A literatura é uma das principais difusoras desse movimento, seja através de textos ficcionais ou não-ficcionais. Os romances do norte-americano Frank Perreti, escritos entre 1986 e 1989 (Este mundo tenebroso e outros), que tratam da luta espiritual de cristãos contra espíritos malignos locais que tentam dominar pequenas cidades nos Estados Unidos, tornaram-se referência e cunharam termos como: espíritos territoriais e mapeamento espiritual, comuns nos textos de batalha espiritual.
Na batalha espiritual, recupera-se o conceito neoplatônico de material e imaterial. O imaterial ou chamado "mundo espiritual" é que governa a materialidade ou a vida humana. Quanto à temática da batalha espiritual, os fiéis crêem que o que foi “determinado no mundo espiritual por Deus” pode ser obstaculizado pelo diabo e cabe a eles, os fiéis, reverterem ou impedirem a ação demoníaca.

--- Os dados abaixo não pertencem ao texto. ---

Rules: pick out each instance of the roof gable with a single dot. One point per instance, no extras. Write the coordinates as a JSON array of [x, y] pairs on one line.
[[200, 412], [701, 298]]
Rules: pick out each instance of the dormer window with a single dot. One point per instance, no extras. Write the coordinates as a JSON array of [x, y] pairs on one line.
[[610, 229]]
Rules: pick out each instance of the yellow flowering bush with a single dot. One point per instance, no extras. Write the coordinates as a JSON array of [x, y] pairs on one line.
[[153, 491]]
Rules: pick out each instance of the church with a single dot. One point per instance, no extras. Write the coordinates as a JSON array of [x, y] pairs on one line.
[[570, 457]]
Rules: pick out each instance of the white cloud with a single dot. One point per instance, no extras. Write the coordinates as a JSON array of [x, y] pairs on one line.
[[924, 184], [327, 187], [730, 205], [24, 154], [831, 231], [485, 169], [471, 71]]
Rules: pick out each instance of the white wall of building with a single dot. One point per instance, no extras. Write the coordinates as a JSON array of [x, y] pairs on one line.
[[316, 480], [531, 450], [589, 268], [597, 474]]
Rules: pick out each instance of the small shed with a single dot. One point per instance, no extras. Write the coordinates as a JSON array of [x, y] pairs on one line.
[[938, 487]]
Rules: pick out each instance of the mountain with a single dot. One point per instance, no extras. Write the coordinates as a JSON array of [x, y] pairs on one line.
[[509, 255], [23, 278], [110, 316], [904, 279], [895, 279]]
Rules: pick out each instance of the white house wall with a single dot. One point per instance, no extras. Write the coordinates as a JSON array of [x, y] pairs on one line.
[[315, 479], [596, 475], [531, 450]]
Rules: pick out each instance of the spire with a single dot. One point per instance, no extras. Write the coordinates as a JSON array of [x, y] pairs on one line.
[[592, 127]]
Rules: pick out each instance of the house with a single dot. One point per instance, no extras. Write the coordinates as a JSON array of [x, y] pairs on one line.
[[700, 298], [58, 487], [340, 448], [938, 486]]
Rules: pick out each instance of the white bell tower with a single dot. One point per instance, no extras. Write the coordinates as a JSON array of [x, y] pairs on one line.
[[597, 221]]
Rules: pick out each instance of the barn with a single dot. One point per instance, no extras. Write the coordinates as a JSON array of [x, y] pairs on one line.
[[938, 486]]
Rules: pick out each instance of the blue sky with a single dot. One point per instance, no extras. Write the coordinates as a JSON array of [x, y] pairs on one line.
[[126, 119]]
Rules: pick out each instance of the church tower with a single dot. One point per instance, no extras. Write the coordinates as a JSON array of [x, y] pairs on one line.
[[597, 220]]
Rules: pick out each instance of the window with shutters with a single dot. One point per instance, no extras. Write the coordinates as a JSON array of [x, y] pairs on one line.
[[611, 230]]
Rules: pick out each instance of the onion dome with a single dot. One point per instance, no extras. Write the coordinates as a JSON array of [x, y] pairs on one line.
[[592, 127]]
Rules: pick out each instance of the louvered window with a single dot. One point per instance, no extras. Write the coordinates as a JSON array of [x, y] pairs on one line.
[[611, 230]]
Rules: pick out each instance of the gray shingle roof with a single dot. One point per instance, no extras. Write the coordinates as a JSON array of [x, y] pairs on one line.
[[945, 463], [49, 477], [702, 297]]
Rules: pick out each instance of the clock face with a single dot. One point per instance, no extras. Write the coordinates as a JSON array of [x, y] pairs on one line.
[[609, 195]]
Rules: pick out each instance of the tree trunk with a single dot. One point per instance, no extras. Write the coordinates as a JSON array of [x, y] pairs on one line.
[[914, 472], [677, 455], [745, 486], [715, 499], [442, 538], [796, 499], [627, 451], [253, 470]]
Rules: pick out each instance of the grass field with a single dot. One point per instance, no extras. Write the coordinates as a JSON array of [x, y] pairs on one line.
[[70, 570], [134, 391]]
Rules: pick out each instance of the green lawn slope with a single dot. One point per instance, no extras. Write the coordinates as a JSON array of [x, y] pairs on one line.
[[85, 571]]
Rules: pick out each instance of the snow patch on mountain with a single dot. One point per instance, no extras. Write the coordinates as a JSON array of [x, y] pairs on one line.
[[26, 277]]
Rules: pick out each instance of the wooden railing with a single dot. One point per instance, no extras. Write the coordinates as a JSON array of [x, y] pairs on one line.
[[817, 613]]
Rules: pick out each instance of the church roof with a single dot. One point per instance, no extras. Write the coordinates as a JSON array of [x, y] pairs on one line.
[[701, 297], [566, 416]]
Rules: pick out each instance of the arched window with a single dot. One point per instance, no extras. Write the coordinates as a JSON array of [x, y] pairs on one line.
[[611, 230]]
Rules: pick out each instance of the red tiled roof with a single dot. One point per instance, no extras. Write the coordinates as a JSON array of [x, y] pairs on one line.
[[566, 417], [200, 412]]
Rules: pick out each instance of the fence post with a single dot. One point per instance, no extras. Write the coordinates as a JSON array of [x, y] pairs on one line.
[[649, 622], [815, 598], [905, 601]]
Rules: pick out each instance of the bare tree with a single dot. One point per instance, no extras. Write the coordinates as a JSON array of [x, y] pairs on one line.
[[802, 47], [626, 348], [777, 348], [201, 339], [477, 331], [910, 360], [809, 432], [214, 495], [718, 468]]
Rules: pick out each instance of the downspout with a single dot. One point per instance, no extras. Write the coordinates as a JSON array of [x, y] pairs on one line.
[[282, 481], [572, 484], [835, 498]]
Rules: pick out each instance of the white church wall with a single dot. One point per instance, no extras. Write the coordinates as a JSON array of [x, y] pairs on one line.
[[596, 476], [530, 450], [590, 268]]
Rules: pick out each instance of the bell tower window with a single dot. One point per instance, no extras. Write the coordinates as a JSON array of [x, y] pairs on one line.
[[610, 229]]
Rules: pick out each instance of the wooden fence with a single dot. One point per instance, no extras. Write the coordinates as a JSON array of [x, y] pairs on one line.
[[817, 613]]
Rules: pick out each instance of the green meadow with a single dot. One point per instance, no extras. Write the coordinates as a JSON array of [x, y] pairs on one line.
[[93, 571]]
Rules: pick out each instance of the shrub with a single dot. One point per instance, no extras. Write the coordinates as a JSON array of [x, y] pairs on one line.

Machado (1996:111), ao abordar a relação entre mulheres e comunidades carismáticas, destaca que a ênfase no demoníaco permite a reinterpretação das experiências passadas, sob um novo enfoque, além de retirar delas a responsabilidade por seus atos. O Mal é personificado e basta expulsá-lo para que o paraíso perdido seja encontrado. Nesse caso, as desavenças, especialmente nos lares, têm uma origem que pode ser detectada, tratada e tendem a serem diminuídas.
Diante de um mundo à mercê do Mal, cabem duas possibilidades: o medo e a agressividade. O recurso contra o medo se manifesta na constante vigilância das palavras, ações, vestuário, passatempos e prazeres, pois tudo pode ser a brecha para que os poderes demoníacos adentrem a vida humana e a dominem. "Frente a essa ilimitada capacidade de manifestação do demoníaco, a comunidade cristã se via submergida em um delírio persecutório, presa a um estado mental no qual surgia constantemente a dúvida de identidade dos próprios amigos." (NOGUEIRA, 2000:62)
Como os neopentecostais adotam o conceito de livre arbítrio, a salvação é uma conquista preciosa, que pode ser perdida se não se tomarem as devidas precauções. E, como o mundo é tentador, a hipervigilância é a melhor maneira de se manter alerta contra as investidas do Diabo e contra os desejos da própria carne. O fiel crê que o Diabo anda à espreita, em busca de quaisquer deslizes que lhe dariam direito de ação. O texto neotestamentário de I Pedro 5:8 é constantemente repetido como admoestação à vigilância: “Estejam alertas e vigiem. O Diabo, o inimigo de vocês, anda ao redor como leão, rugindo e procurando a quem possa devorar.”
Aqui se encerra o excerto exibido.